I turned the corner into our bedroom and stopped with a jolt. The rented bassinet that stood along the wall beside the door for the past five months was gone. My son hadn’t slept in it for at least two weeks, not even for naps. But the bassinet had stayed there, holding that space, until we packed it up to ship it back earlier that day. Now, the space felt cavernous, the emptiness a gut-punch. It announced that this chapter of my son’s young life—our sleeping-in-the-same-room chapter—was over. Actually, it’d been over for a while, I just hadn’t noticed. I couldn’t stop myself from crying.

This wasn’t the first time I encountered this specific sadness after my son’s birth. I’m no stranger to emotional turbulence but typically it hits before a change happens, not afterward. Doctors diagnosed my anxiety disorder in early childhood. For more than three decades, I’ve operated in an alternating state of dread and relief. Whenever something scary, challenging, or just unpleasant lay ahead—be it a thunderstorm, a piano recital, even the end of a vacation—I spent absurd amounts of time projecting worst-case scenarios. I’d agonize to near-paralysis. Then the awaited event or moment of change would arrive. Everything would turn out fine, or simply pass, and the dread would melt into relief.

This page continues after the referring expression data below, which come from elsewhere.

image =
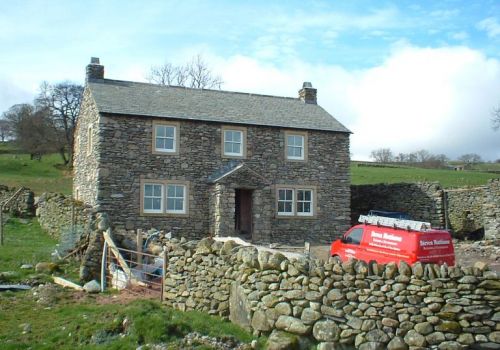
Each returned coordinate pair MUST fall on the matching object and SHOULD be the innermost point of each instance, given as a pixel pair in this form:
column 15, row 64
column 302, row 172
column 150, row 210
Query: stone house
column 208, row 162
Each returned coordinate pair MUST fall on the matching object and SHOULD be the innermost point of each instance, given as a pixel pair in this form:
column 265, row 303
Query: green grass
column 47, row 175
column 70, row 324
column 76, row 318
column 447, row 178
column 24, row 243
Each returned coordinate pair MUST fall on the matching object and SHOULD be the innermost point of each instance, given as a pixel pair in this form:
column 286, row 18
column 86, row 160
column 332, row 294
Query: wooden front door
column 243, row 211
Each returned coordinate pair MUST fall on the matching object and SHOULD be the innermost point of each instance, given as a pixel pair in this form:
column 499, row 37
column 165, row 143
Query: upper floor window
column 295, row 145
column 234, row 142
column 165, row 137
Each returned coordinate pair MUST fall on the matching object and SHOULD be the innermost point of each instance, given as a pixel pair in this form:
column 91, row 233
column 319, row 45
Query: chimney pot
column 308, row 94
column 94, row 69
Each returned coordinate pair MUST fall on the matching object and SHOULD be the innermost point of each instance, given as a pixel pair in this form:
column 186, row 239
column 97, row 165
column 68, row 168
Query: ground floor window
column 164, row 197
column 295, row 201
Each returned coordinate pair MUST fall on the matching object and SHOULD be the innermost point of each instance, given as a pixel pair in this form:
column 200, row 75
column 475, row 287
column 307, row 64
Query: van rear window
column 355, row 236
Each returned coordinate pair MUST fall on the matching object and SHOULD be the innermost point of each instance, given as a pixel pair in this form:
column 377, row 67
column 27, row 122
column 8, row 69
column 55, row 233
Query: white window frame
column 296, row 134
column 303, row 201
column 285, row 213
column 152, row 211
column 242, row 143
column 164, row 211
column 175, row 139
column 175, row 197
column 295, row 201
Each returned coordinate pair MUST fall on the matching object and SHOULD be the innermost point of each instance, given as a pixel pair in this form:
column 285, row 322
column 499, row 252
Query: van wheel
column 336, row 259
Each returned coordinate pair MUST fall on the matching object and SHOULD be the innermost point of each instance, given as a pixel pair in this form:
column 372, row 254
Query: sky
column 404, row 75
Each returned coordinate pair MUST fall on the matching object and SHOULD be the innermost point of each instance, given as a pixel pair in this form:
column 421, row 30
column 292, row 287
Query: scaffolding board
column 395, row 223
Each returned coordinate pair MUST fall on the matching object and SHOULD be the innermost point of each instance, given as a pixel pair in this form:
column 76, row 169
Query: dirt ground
column 466, row 253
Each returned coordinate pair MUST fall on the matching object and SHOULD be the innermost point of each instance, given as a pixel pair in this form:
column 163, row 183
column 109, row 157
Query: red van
column 392, row 240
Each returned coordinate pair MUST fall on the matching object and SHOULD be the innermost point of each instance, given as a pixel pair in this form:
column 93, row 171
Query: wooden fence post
column 1, row 225
column 139, row 249
column 164, row 271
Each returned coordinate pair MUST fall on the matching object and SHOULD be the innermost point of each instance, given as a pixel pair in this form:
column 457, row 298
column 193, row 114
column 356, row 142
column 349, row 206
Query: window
column 234, row 142
column 164, row 197
column 153, row 195
column 295, row 201
column 285, row 201
column 295, row 146
column 165, row 138
column 175, row 198
column 304, row 202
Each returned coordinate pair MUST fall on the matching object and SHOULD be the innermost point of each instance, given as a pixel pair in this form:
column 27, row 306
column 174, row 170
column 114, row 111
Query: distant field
column 361, row 175
column 47, row 175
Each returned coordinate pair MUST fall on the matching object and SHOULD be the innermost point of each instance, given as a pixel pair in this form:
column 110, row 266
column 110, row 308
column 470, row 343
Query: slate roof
column 141, row 99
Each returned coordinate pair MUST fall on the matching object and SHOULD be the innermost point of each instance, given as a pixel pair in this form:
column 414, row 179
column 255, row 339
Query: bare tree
column 423, row 155
column 470, row 158
column 495, row 120
column 33, row 129
column 195, row 74
column 5, row 129
column 63, row 104
column 382, row 155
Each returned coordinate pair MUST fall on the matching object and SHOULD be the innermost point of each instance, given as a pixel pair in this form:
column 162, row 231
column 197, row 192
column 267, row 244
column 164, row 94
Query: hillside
column 363, row 173
column 49, row 175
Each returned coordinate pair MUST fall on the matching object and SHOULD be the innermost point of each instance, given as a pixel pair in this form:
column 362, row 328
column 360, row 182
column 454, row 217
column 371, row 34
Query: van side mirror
column 347, row 239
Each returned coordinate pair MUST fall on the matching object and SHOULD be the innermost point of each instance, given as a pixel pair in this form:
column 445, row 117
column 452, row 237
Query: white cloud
column 491, row 26
column 460, row 36
column 419, row 98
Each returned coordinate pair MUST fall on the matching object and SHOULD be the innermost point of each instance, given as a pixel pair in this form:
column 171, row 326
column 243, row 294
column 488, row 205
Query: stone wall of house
column 422, row 201
column 59, row 214
column 126, row 158
column 86, row 157
column 368, row 306
column 23, row 205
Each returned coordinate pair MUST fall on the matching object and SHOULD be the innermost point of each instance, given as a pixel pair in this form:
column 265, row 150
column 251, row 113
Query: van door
column 351, row 247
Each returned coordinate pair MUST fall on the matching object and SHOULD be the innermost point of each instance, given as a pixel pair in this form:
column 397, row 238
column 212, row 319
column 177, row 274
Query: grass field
column 361, row 175
column 79, row 320
column 46, row 175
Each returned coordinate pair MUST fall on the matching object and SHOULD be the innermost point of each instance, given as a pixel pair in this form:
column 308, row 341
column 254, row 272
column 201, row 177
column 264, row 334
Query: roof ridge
column 191, row 89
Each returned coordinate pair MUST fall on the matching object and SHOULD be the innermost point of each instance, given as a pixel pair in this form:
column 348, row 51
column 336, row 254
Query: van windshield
column 355, row 236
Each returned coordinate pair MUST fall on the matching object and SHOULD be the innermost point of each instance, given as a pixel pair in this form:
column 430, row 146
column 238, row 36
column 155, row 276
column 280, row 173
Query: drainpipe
column 445, row 208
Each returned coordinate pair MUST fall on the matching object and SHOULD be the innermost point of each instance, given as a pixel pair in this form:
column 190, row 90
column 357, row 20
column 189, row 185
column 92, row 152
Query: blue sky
column 407, row 75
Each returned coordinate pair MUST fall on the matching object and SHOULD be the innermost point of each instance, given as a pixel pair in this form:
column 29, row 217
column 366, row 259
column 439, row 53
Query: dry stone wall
column 23, row 205
column 464, row 210
column 368, row 306
column 58, row 214
column 423, row 201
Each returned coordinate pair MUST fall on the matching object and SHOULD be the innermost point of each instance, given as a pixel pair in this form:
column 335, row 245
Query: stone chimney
column 308, row 94
column 94, row 69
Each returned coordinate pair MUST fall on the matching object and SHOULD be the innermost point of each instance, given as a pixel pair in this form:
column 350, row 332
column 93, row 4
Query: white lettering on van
column 434, row 242
column 386, row 236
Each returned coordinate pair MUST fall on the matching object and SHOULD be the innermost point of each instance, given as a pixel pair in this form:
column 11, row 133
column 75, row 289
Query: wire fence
column 138, row 272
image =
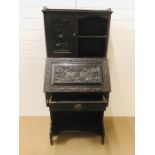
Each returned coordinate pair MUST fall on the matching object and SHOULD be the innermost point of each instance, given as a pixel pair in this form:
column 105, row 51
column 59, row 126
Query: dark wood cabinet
column 77, row 80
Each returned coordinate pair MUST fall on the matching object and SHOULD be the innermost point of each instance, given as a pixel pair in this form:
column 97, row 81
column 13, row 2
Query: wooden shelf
column 82, row 36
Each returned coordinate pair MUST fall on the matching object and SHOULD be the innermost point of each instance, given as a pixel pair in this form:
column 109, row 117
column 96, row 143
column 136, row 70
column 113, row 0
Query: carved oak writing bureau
column 77, row 81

Knowing these tendencies made it easier to manage my pregnancy. Despite the seemingly endless array of scary, challenging and unpleasant things those months threw my way, I could recognize my anxiety symptoms when they started. I could dip into my hard-earned toolbox of coping mechanisms to handle them. But having such intense emotions appear weeks after the moment of change was a new experience.

It’d happened once before. Weeks before the bassinet breakdown, I sat nursing my son on the morning of his due date (he surprised us by arriving two weeks and a day early). Looking at his patches of fuzzy hair, undulating cheeks and impossibly tiny fingernails, it hit me for the first time that my pregnancy was really over. My husband and I didn’t have a chance to enjoy the freedom and stillness of our last night as non-parents. I didn’t have a chance to spend an hour snuggling on the couch with my dog, just the two of us before she’d forever have to contend with her brother for my attention. I didn’t have a chance to sit alone in my son’s nursery, looking around at everything we’d put together for him, enjoying a few minutes of solitude and dreaming. A unique part of my life—the imagining, preparing, nesting, anticipating – it was over, and I couldn’t go back. I couldn’t stop myself from crying.

I struggled to understand what I was feeling and, more importantly, why.

How could I possibly be sad about my pregnancy being over when it meant I had this healthy baby boy in my lap?

How could I possibly be sad about my son’s bassinet being gone when it meant he’d transitioned to his crib and was sleeping through the night?

Why was I only feeling sad now, weeks too late to do anything about it?

As I spoke about these feelings to others, I started realizing what they were: expressions of grief. Delayed, but intense grief.

I’ve been fortunate that I can count on one hand the number of loved ones who’ve died in my 36 years. The two most prominent—my dad’s parents—died when I was 7 and 11, so I was too young to fully feel or understand the weight of that grief. Given my inexperience, it’s reasonable that I didn’t recognize what I was going through now. No one had died, but I’d experienced a deep loss.

In some ways, this phenomenon of delayed-onset grief has been a blessing. If my anxiety were the dominant emotional force in my parenting life, I’d be agonizing about my son’s every transition or milestone. I’d be too stuck in my own head to be present for any of them. Being perpetually on the brink of a panic attack, I’d be incapable of giving him the real-time nurturing he needs.

In other ways, it’s been a millstone. I chide myself for not documenting each memory permanently enough so I can relive it later. I mourn the many previous versions of my son that are gone for good.

The just-out-of-the-NICU version small enough to fit on my forearm.

The feeding-around-the-clock version who provided ample excuses for just-us time.

The are-you-pooping-or-actually-happy-to-see-me version who was just learning to smile.

I’m realizing that, despite surviving many mental health battles, I’m pretty unarmed for this one. I know how to stop my mind from projecting onto the future, but I don’t know how to prevent it from yearning for the past.

A friend told me to remind myself that, for every stage of motherhood that ends, a new one begins, bringing different but no less abundant joys. I try to do this when the grief creeps in. Sometimes it works. Sometimes I can’t stop myself from crying. But I’m learning to embrace these changing moments.